Could anyone help?

[linkj6]

I have no idea what to do in this subject. My professor hasn't really explained anything to us and the book is less than helpful. A question I need help on says:

"Determine by inspection at least one solution of the given differential equation. That is, use your knowledge of derivatives to make an intelligent guess. Then test your hypothesis."
Then it gives me this equation: (y')^2 + y^2 = 1

I have no clue what this is called or where to begin. Even if I did know where to start I'm not really sure what I'm looking for (a solution but that's as vague as it gets). Also, if anyone knows of some really good references that explain how to do anything and everything with differential equations please let me know. Any help would be greatly appreciated.

 

[mmm4444bot]

(y')^2 + y^2 = 1

I have no clue what this is called or where to begin. Even if I did know where to start I'm not really sure what I'm looking for.

That's called a differential equation because it contains a derivative.

You're familiar with functions, yes? The given equation contains two functions, and they are added together.

y` is one function.

y is another function.

It's no different than writing: f`(x)^2 + f(x)^2 = 1.

Yet, it's standard to use the name y instead of f, when writing differential equations.

Also, the notion that y is a function of x is implied. In other words, the symbol y means y(x), and the symbol y` means y`(x). We leave off the independent variable to simplify the notation, and just write y and y`.

So, you are looking for a function y(x) = some expression.

But, to be a solution of this differential equation, function y must lead to a sum of 1 when its square is added to the square of its first derivative.

y^2 + (y`)^2 = 1

Here are some hints:

What is the first derivative of any constant function?

Does that answer give you any clues about what the value of y^2 must be, in the differential equation, in order for the sum to be 1?

Here's a BIG hint for a different approach.

In trigonometry, there is a well-known identity that involves a sum of squares that always equals 1. And the sine and cosine functions just happen to be derivatives of each other, if we ignore sign changes. But everything's positive when squared, right? So, the signs don't matter.
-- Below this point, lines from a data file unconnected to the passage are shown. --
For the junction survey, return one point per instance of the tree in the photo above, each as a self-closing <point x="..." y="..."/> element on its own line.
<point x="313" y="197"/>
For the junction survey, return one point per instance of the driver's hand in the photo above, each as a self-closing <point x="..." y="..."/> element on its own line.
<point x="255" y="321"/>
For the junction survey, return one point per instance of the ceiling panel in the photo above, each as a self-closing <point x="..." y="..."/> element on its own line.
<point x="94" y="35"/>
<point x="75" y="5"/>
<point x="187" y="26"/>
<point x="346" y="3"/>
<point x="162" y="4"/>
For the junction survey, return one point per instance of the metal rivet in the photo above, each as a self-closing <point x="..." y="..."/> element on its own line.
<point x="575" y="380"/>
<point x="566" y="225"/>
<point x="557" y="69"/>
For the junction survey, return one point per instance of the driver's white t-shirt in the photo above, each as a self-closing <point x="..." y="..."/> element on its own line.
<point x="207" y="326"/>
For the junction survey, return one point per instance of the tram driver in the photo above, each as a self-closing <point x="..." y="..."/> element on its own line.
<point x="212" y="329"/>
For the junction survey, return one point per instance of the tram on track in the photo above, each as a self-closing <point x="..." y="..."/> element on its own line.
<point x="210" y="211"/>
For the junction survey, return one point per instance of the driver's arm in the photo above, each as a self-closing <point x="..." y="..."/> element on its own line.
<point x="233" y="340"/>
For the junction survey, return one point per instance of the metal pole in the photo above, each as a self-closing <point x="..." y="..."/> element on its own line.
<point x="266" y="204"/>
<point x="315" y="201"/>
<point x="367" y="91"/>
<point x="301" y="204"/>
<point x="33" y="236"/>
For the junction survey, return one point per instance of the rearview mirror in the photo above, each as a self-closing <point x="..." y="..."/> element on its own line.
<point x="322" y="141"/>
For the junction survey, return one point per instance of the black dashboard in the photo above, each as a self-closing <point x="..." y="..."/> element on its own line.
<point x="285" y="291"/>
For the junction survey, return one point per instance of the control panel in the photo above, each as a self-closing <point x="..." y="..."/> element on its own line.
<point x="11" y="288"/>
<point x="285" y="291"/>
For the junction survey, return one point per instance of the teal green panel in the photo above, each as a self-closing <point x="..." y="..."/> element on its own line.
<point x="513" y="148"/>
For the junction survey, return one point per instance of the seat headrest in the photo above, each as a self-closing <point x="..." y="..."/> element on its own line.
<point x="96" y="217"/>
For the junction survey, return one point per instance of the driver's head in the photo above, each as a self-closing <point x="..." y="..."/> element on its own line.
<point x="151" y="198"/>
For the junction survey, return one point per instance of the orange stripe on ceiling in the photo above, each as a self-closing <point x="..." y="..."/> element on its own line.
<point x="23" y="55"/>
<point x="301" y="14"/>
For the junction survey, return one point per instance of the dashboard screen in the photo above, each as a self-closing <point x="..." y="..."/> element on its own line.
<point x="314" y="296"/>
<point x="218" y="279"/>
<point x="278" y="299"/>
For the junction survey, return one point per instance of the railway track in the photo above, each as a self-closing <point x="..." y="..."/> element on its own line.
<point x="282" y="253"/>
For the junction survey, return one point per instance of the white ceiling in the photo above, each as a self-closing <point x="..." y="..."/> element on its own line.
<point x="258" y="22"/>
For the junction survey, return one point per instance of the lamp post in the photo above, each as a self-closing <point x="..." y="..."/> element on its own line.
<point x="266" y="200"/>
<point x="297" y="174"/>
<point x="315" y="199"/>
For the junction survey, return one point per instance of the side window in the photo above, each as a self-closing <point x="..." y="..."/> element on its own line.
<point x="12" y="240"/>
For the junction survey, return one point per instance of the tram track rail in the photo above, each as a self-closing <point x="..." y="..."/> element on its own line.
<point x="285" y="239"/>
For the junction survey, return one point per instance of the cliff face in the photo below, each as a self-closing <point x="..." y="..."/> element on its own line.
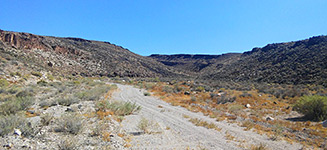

The given instruction stipulates "Determine by inspection". In mathematics, that phrase generally means doing it in your head, or somehow recognizing the solution with little to no paperwork, based on prior knowledge.

If it's true that you really don't know about any of this stuff (i.e., the prerequisite material required for understanding these concepts), then there is little chance that you'll be able to do anything by inspection.

 

[linkj6]

I think I understand this one. There are two answers correct? sine and cosine?

 

[mmm4444bot]

There are two answers correct? sine and cosine?

There are many possible answers, in this exercise.

You can write as many of these answers as you like, but you're only required to write one answer because they stated "at least one solution".

By "inspection", I see two constant functions y(x) that are solutions to the given differential equation.

I also see an infinite number of trigonometric functions y(x) that each involve either the sine function or the cosine function. (There are infinite solutions of this type because sine and cosine are periodic. In other words, adding an arbitrary multiple of Pi to the independent variable doesn't alter these functions' output.)

Your answer needs to be in the form of a function definition: y(x) = some expression.

Simply writing either of the nouns "sine" or "cosine" is not good enough.

ALSO, you're required to "test your hypothesis".

In other words, after you decide on a function definition for y(x), you need to show that it solves the differential equation.

 

[linkj6]

Ok. I think I understand. Thanks for the help.

I have another question. It looks like a different type of problem and I'm a little lost. It's:

Verify that y(x) = e^(x^2) * integral from 0 to x (e^(-t^2)dt)
is a solution to dy/dx = 2xy + 1

I'm not sure how to go about doing this. Any help would be appreciated.
Also, sorry if I shouldn't be posting two questions in the same thread. I figured I save one extra topic from being posted.

 

[mmm4444bot]

sorry if I shouldn't be posting two questions in the same thread. I figured I save one extra topic from being posted.

I'm confident that nobody really cares how many new topics are posted at this site.

I'm not able to help you with your second exercise.

Other people may not see it "buried" at the end of this thread, so my suggestion is to repost it by starting a new topic.

Also, here's one possible solution to your first exercise.

y(x) = 1

 

[Deleted member 4993]

Ok. I think I understand. Thanks for the help.

I have another question. It looks like a different type of problem and I'm a little lost. It's:

Verify that y(x) = e^(x^2) * integral from 0 to x (e^(-t^2)dt) <<< Start with finding [sub:iio2l3yq]\(\displaystyle \frac{dy}{dx}\)[/sub:iio2l3yq]
is a solution to dy/dx = 2xy + 1

I'm not sure how to go about doing this. Any help would be appreciated.
Also, sorry if I shouldn't be posting two questions in the same thread. I figured I save one extra topic from being posted.